La déportation dans Shoah (1985)
S’il y a un film qui a changé le regard du public sur cette période de l’Histoire, c’est Shoah, le documentaire magistral de Claude Lanzmann, sur l'extermination des Juifs par les nazis, fruit d’une enquête menée entre 1976 et 1981. Shoah expose pendant 9h30 les paroles brutes des survivants et bouleverse le travail de mémoire, au point que le mot "Shoah" vient remplacer celui d’Holocauste utilisé jusqu’alors. Afin d’aider les enseignants dans leur travail, et devant l’impossibilité de projeter l’œuvre dans son intégralité aux lycéens, Claude Lanzmann a ensuite édité une suite d’extraits particulièrement saisissants. L’interview du "coiffeur de Treblinka" est parmi ceux-là. Il y a aussi dans Shoah un geste purement cinématographique où l’utilisation du paysage ou de la photo d’archives vient accompagner le spectateur dans une expérience bouleversante et indispensable.
La collaboration dans Lacombe Lucien (1974)
Il en a fallu du temps pour que le cinéma cesse d’héroïser les Français. En 1971, Le Chagrin et la Pitié de Marcel Ophüls racontait un coin de France à l'heure allemande, à l’inverse des clichés habituels. La sortie du film fut très chahutée. Trois ans plus tard, Louis Malle et l’écrivain Patrick Modiano se mettent au défi de raconter la vie d’un jeune milicien, sa naïveté, son amoralité. L’histoire se situe en juin 1944, dans le Sud-Ouest de la France. Lucien, un jeune paysan de dix-sept ans, va partager la vie d'une bande d'auxiliaires français de la Gestapo après avoir été refoulé par les Résistants. Il va se mêler à eux et commettre des exactions. Puis, alors qu’il tombe amoureux de la fille d'un tailleur juif, le collabo se révèle plus retors encore. Est-on véritablement responsable de son destin ? Peut-on comprendre les collabos ? Louis Malle pose ces questions sans apporter de réponse et montre que les idéologies sont bien maigres chez certains. C’est la réussite de Lacombe Lucien aux élans romanesques servis par la musique de Django Reinhardt. Néanmoins, sa sortie dans une France très militante après 1968 ne fut pas du goût de tous. Une des raisons pour lesquelles il faut absolument revoir cette œuvre aujourd’hui, loin des polémiques.
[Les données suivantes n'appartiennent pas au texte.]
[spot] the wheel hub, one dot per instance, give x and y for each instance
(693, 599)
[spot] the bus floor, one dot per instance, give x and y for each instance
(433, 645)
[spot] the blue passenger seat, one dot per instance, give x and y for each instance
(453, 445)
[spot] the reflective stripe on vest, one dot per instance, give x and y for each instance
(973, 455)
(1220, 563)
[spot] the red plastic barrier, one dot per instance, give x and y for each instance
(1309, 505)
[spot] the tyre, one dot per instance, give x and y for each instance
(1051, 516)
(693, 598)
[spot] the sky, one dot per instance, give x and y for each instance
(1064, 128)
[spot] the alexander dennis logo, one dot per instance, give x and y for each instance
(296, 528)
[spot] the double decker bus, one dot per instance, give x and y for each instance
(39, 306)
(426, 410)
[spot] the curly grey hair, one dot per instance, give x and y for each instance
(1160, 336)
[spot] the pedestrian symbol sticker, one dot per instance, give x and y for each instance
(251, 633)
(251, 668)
L’occupation dans La Traversée de Paris (1956)
La Deuxième Guerre mondiale s’est aussi révélée un excellent sujet de comédie surtout quand il s’agit de railler les comportements des Français moyens, ni collabos ni résistants mais mesquins et débrouillards. Le marché noir est ici au centre du film de Claude Autant-Lara, adapté d’une nouvelle de Marcel Aymé par Jean Aurenche et Pierre Bost. Le héros, Marcel Martin, se retrouve obligé de transporter, d’un bout à l’autre de la capitale, quatre valises remplies d’un cochon en morceaux avec un obscur personnage nommé Grandgil. Si Bourvil reçut le prix d’interprétation au Festival de Venise pour son rôle de pleutre manipulateur, c’est la réplique de Jean Gabin faisant chanter Jambier l’épicier (Louis de Funès) pour augmenter ses honoraires qui est rentrée dans la liste des répliques cultes du cinéma français. Mais La Traversée de Paris reste amère et noire, à l’opposé d’un autre classique du genre, La Grande Vadrouille de Gérard Oury, sorti dix ans plus tard.